Session Ready
Exercise

Gradient boosted trees: modeling

Gradient boosting is a technique to improve the performance of other models. The idea is that you run a weak but easy to calculate model. Then you replace the response values with the residuals from that model, and fit another model. By "adding" the original response prediction model and the new residual prediction model, you get a more accurate model. You can repeat this process over and over, running new models to predict the residuals of the previous models, and adding the results in. With each iteration, the model becomes stronger and stronger.

To give a more concrete example, sparklyr uses gradient boosted trees, which means gradient boosting with decision trees as the weak-but-easy-to-calculate model. These can be used for both classification problems (where the response variable is categorical) and regression problems (where the response variable is continuous). In the regression case, as you'll be using here, the measure of how badly a point was fitted is the residual.

Decision trees are covered in more depth in the Supervised Learning in R: Classification, and Supervised Learning in R: Regression courses. The latter course also covers gradient boosting.

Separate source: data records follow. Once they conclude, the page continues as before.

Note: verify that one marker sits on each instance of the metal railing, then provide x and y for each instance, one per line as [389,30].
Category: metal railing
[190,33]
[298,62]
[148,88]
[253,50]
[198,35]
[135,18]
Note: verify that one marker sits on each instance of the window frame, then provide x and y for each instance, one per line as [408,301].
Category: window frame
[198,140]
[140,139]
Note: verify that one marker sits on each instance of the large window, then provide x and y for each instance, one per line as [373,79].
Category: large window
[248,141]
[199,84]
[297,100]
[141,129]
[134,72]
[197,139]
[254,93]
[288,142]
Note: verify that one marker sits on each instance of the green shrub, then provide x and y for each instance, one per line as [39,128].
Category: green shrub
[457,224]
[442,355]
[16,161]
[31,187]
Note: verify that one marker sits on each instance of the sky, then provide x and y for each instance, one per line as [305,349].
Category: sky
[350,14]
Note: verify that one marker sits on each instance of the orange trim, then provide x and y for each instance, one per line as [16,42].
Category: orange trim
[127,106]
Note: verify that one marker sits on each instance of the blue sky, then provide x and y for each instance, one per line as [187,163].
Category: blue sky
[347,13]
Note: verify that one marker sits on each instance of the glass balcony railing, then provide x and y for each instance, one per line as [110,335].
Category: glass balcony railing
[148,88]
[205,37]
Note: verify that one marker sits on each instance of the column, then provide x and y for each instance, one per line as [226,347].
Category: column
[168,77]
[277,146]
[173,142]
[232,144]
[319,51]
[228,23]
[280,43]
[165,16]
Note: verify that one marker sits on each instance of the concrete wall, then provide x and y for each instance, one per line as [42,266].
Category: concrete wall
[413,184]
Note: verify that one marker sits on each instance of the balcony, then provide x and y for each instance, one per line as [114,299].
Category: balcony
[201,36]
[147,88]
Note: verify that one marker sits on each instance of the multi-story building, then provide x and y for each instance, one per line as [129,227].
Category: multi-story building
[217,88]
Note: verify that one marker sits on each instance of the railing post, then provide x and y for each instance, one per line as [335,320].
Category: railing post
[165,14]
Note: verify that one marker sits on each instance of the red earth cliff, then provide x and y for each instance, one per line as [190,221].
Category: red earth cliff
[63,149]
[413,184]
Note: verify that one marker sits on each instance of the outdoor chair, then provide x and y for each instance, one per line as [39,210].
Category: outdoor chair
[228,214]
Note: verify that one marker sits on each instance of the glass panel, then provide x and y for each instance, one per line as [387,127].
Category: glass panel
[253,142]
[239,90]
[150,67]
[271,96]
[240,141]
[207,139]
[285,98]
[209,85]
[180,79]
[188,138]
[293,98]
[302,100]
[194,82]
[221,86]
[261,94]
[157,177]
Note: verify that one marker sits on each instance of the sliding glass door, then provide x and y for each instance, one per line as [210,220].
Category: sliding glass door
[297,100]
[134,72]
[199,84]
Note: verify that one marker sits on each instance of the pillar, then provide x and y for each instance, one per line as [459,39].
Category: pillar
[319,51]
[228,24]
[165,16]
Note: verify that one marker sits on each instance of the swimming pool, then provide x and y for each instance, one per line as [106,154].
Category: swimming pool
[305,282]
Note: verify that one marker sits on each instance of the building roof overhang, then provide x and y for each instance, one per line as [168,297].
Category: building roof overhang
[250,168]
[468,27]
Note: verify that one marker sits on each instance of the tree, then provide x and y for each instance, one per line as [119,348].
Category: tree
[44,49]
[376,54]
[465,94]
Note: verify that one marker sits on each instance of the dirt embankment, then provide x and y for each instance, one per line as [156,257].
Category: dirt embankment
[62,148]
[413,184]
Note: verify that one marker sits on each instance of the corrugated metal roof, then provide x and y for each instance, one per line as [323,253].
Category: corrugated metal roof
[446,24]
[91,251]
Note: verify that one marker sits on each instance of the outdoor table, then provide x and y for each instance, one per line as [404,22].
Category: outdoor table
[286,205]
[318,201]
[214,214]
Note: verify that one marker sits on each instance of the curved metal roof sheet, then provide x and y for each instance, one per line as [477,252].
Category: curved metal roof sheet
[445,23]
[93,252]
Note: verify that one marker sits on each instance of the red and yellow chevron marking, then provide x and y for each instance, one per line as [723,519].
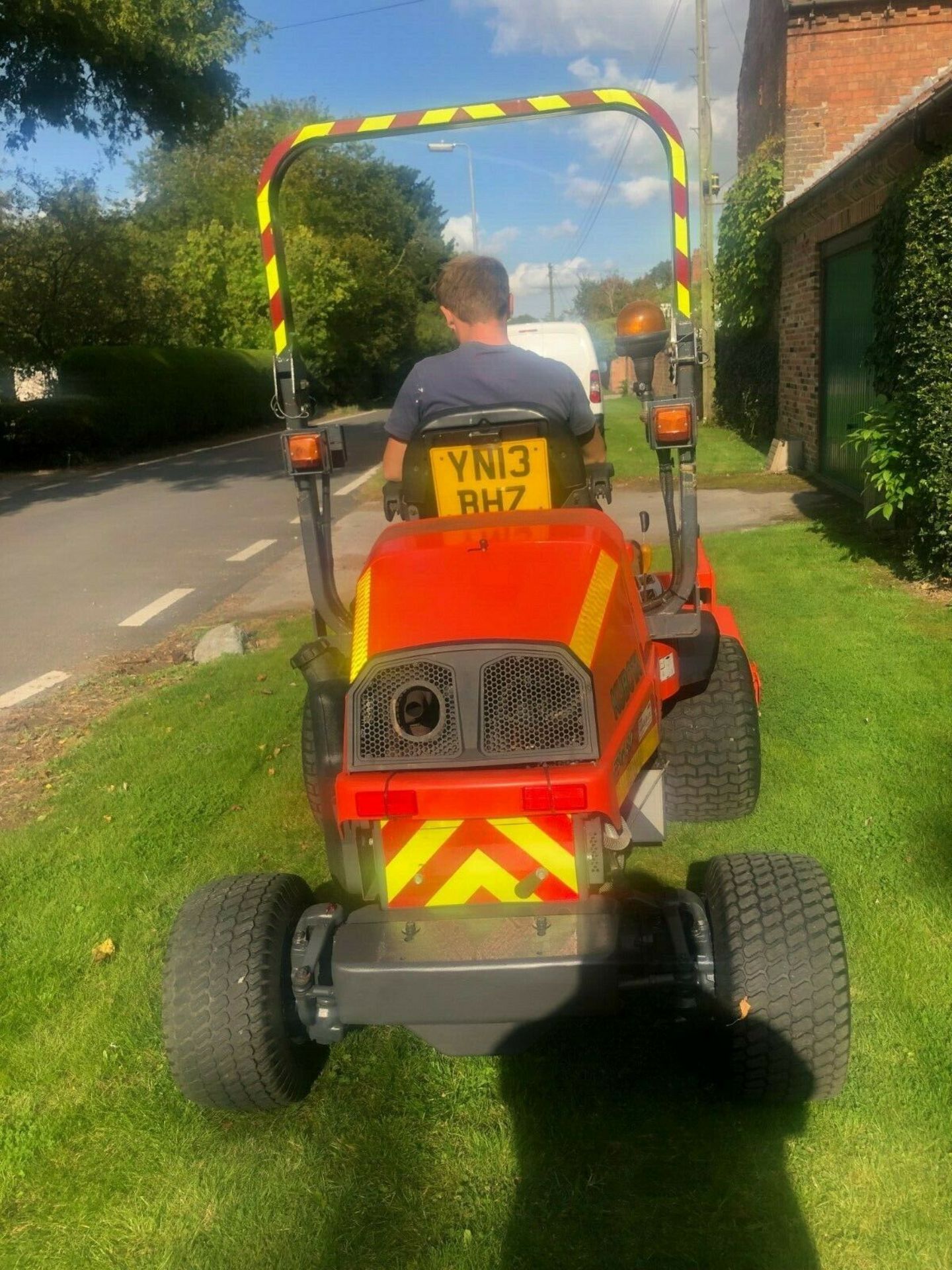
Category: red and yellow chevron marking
[580,102]
[438,863]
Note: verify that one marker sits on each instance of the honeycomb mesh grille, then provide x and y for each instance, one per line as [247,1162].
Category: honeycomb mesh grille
[377,737]
[532,704]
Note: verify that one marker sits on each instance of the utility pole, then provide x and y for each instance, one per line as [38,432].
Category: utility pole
[709,196]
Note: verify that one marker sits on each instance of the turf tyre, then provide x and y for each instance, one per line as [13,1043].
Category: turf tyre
[778,948]
[711,745]
[231,1033]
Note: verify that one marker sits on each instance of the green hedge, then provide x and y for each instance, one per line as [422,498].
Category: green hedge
[113,402]
[912,356]
[748,285]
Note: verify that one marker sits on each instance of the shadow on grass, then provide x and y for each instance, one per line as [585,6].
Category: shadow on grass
[626,1159]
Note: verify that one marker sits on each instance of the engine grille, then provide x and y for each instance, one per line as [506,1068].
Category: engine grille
[532,704]
[377,737]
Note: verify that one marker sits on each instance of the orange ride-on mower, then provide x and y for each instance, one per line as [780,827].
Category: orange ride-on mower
[513,708]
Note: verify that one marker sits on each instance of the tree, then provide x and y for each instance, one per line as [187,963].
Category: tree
[117,69]
[362,238]
[601,299]
[66,270]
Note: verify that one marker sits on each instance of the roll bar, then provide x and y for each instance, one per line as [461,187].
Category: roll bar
[291,385]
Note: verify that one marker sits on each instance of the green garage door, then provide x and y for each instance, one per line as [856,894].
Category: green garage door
[847,389]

To run a gradient boosted trees model in sparklyr, call ml_gradient_boosted_trees(). Usage for this function was discussed in the first exercise of this chapter.

Instructions
100 XP

A Spark connection has been created for you as spark_conn. A tibble attached to the combined and filtered track metadata/timbre data stored in Spark has been pre-defined as track_data_to_model_tbl.

  • Get the columns containing the string "timbre" to use as features.
    • Use colnames() to get the column names of track_data_to_model_tbl. Note that names() won't give you what you want.
    • Use str_subset() to filter the columns.
    • The pattern argument to that function should be fixed("timbre").
    • Assign the result to feature_colnames.
  • Run the gradient boosting model.
  • Call ml_gradient_boosted_trees().
  • The output (response) column is "year".
  • The input columns are feature_colnames.
  • Assign the result to gradient_boosted_trees_model.